The "crawl budget":
Quote:
There is also not a hard limit on our crawl. The best way to think about it is that the number of pages that we crawl is roughly proportional to your PageRank. So if you have a lot of incoming links on your root page, we'll definitely crawl that. Then your root page may link to other pages, and those will get PageRank and we'll crawl those as well. As you get deeper and deeper in your site, however, PageRank tends to decline.

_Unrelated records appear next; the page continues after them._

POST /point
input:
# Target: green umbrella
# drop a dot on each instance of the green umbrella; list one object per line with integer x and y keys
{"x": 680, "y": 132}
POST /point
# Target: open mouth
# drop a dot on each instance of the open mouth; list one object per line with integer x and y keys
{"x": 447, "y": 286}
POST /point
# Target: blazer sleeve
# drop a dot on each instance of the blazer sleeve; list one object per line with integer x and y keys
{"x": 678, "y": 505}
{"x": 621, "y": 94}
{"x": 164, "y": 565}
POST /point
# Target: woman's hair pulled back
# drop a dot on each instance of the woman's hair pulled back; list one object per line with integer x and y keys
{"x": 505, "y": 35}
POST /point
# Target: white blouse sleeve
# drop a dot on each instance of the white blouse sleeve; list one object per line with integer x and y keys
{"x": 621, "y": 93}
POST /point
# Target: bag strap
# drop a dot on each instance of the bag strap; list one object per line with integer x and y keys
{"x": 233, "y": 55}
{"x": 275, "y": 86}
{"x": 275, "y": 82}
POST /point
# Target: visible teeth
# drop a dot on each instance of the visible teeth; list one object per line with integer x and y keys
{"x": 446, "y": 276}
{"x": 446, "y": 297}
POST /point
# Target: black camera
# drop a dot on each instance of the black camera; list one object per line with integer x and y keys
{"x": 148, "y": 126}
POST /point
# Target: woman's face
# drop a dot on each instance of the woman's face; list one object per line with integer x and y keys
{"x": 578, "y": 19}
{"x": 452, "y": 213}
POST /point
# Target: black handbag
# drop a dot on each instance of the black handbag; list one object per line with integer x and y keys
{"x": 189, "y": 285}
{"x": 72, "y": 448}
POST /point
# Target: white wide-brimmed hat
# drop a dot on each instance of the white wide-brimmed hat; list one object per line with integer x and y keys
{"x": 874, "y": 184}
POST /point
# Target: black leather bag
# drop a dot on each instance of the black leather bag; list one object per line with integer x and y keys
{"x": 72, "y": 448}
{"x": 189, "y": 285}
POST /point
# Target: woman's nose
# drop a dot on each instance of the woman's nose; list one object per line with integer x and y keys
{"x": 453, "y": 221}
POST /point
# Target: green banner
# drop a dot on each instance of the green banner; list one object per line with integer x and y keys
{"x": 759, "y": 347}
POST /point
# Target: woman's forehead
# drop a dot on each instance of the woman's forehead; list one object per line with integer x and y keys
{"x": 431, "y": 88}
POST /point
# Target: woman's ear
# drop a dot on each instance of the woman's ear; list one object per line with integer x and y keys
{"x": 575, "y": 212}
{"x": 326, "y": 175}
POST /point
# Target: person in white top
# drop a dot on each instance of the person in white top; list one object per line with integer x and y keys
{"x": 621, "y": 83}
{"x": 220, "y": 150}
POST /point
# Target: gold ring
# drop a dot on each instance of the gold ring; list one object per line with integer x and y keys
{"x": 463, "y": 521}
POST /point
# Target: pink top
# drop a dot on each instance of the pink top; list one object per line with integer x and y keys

Another way to think about it is that the low PageRank pages on your site are competing against a much larger pool of pages with the same or higher PageRank. There are a large number of pages on the web that have very little or close to zero PageRank. The pages that get linked to a lot tend to get discovered and crawled quite quickly. The lower PageRank pages are likely to be crawled not quite as often.
|
The recent blogosphere babble re "page speed" I think is clarified by this:
Quote:
One thing that's interesting in terms of the notion of a crawl budget is that although there are no hard limits in the crawl itself, there is the concept of host load. The host load is essentially the maximum number of simultaneous connections that a particular web server can handle. Imagine you have a web server that can only have one bot at a time. This would only allow you to fetch one page at a time, and there would be a very, very low host load, whereas some sites like Facebook, or Twitter, might have a very high host load because they can take a lot of simultaneous connections.
|